Pas de meetings, pas de porte-à-porte, peu de contacts, et un manque de
visibilité médiatique des enjeux locaux… Autant d’éléments qui ankylosent les
campagnes en cours.
À cela s’ajoute le fait que les élections régionales et départementales
sont des scrutins qui, en dehors du contexte sanitaire, sont déjà
structurellement frappés par une forte démobilisation. Pour les régionales,
l’abstention était de 31 % en 1992, 39 % en 2004, avant de battre son
record en 2010 (54 % au 1er tour). En 2015, malgré un léger sursaut, un
Français sur deux ne s’est pas rendu aux urnes. Pour les départementales
(ex-cantonales), c’est la même chose, avec 50 % d’abstention en 2015 et
56 % en 2011, alors que la participation se maintenait entre 60 % et
65 % jusqu’en 2008.
Les régionales et départementales, deux scrutins honnis ? « C’est
un immense échec de la décentralisation, soupire le politiste Rémi
Lefebvre. Les études montrent que les citoyens se désintéressent de ces
échelons notamment parce qu’ils ne comprennent rien à la répartition des
compétences, et donc aux enjeux. » Illustration avec la dernière vague
de sondages OpinionWay, commandée par les Échos le
29 avril. Interrogés sur ce qui motive leur vote pour les régionales,
47 % des Français placent la sécurité comme priorité de la campagne… alors
que ce n’est pas une compétence des régions.
Les lycées ou les transports, qui, eux, appartiennent bien au champ
d’action des conseils régionaux, arrivent dans les dernières places. Pourtant,
les réformes territoriales successives ont cherché, sur le papier, à attribuer
plus de compétences aux régions. C’est tout le paradoxe : alors que les régions
et départements sont appelés à jouer un rôle plus important, leur légitimité
démocratique s’effrite à mesure que l’abstention prend racine, notamment chez
les jeunes et parmi les classes populaires. Les régions ont pourtant de quoi se
sentir concernées : elles ont leur mot à dire en matière de formation et
d’insertion professionnelle, ainsi que de développement économique, à travers
les aides directes et indirectes accordées aux entreprises. De là, un des
grands thèmes de la campagne à gauche : que les régions s’affirment en
conditionnant leurs aides à des critères environnementaux et sociaux, en
suspendant les plans de licenciement par exemple.

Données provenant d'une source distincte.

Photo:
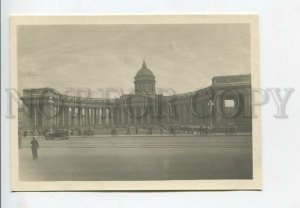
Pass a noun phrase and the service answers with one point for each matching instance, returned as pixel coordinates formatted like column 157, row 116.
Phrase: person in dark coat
column 34, row 148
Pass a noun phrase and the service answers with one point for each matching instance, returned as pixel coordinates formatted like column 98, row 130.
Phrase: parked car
column 57, row 134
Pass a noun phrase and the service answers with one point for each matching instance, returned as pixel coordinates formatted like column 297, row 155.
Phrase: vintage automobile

Une décentralisation en trompe-l’œil
Idem pour les départements. Outre la gestion des collèges et du transport
scolaire, ils gèrent les caisses d’allocations, parmi lesquelles le RSA ou
l’aide sociale à l’enfance. Une compétence qui les place en première ligne du
front social, ce qu’a encore tristement révélé la pandémie avec l’explosion des
demandes de RSA (plus 10 %, voire plus 20 % dans certains
départements très populaires) et la mise à mal des finances départementales.

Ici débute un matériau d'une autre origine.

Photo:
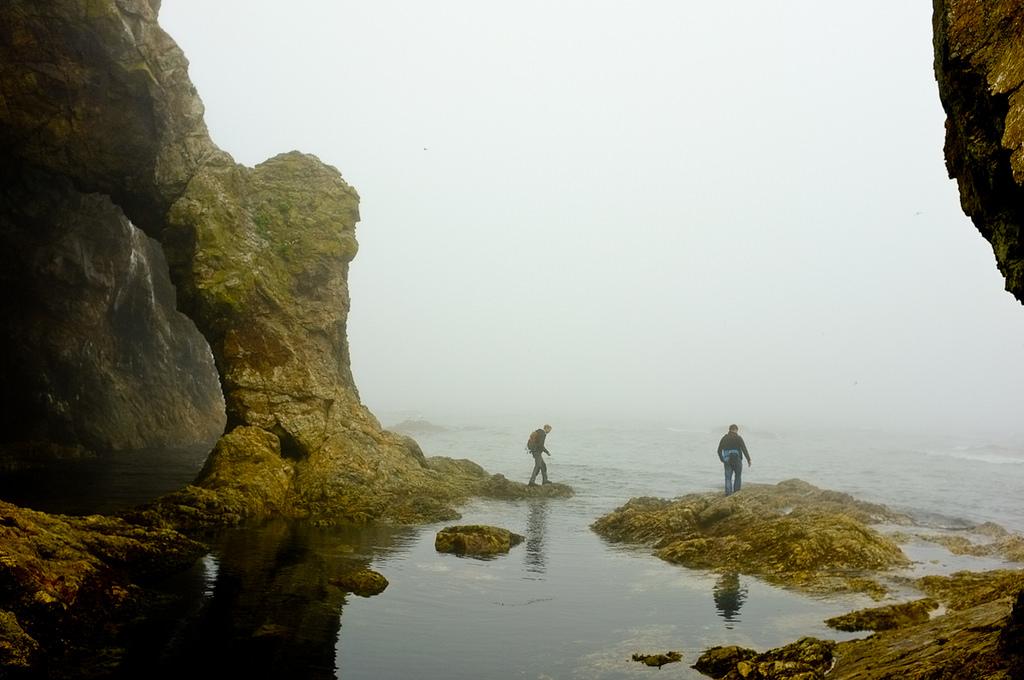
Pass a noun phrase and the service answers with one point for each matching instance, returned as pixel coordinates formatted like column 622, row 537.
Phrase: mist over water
column 705, row 213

L’argent reste le nerf de la guerre. Et la marge de manœuvre de ces
collectivités demeure réduite par leurs contraintes budgétaires et le manque
d’autonomie fiscale. En résulte une décentralisation en trompe-l’œil. « Dans
les années 1990, les collectivités locales pouvaient davantage lever des
impôts, avaient une marge discrétionnaire plus grande : elles avaient moins de
compétences mais elles exerçaient davantage leur pouvoir de choix, explique
Raul Magni-Berton, politologue à Sciences-Po Grenoble . On a confondu
décentraliser et déléguer. Si on prend les pays vraiment
décentralisés comme l’Espagne ou l’Italie, l’échelon territorial est un
contre-pouvoir à l’État central. Pas en France. Si dans votre maison, vous
vivez avec quelqu’un qui décide de tout et tout à coup, il décide de vous
confier le nettoyage et la cuisine, on ne peut pas dire qu’il a décentralisé le
pouvoir. »
L’invention des super-régions en 2015 n’a pas changé les choses. C’est même
une « catastrophe démocratique », selon Rémi Lefebvre. Motivé par
des raisons essentiellement comptables et financières pour s’aligner sur les
recommandations européennes, le nouveau découpage ignore pour l’essentiel les
bassins de vie et les identités historiques. La Nouvelle-Aquitaine, qui
représente près d’un cinquième du territoire métropolitain et regroupe des
territoires aussi divers que le Pays basque, le Limousin et le marais poitevin,
en fournit un des pires exemples. Comment alors mobiliser des électeurs pour un
échelon qui leur paraît éloigné et technocratique ? « Les électeurs sont
en demande de proximité, mais les r égions, ce n’est pas la
proximité, reprend Rémi Lefebvre. Le conseiller régional n’est
pas un élu de proximité puisqu’il est élu sur un scrutin de liste sur un
territoire immense. À la rigueur on peut dire que c’est le cas du conseiller
départemental puisqu’il est élu dans un canton, mais honnêtement peu de gens
savent qui est leur conseiller départemental, surtout dans les espaces
urbains. »
Ce qui amène à un autre paramètre susceptible de miner la participation :
le flou autour du mode de scrutin. Les 20 et 27 juin, les électeurs sont
appelés à voter simultanément pour deux échelons non seulement aux compétences
différentes, mais avec deux logiques de scrutin qui leur sont propres. Un
quasi-chef-d’œuvre d’illisibilité démocratique. D’un côté, les régionales, sur
un mode proche des municipales : un scrutin proportionnel de liste à deux
tours, avec prime majoritaire. De l’autre, les départementales, qui ressemblent
quant à elles davantage aux législatives : le territoire départemental est
divisé en cantons, et y est élu un binôme de conseillers départementaux (un
homme, une femme) selon un classique scrutin majoritaire à deux tours.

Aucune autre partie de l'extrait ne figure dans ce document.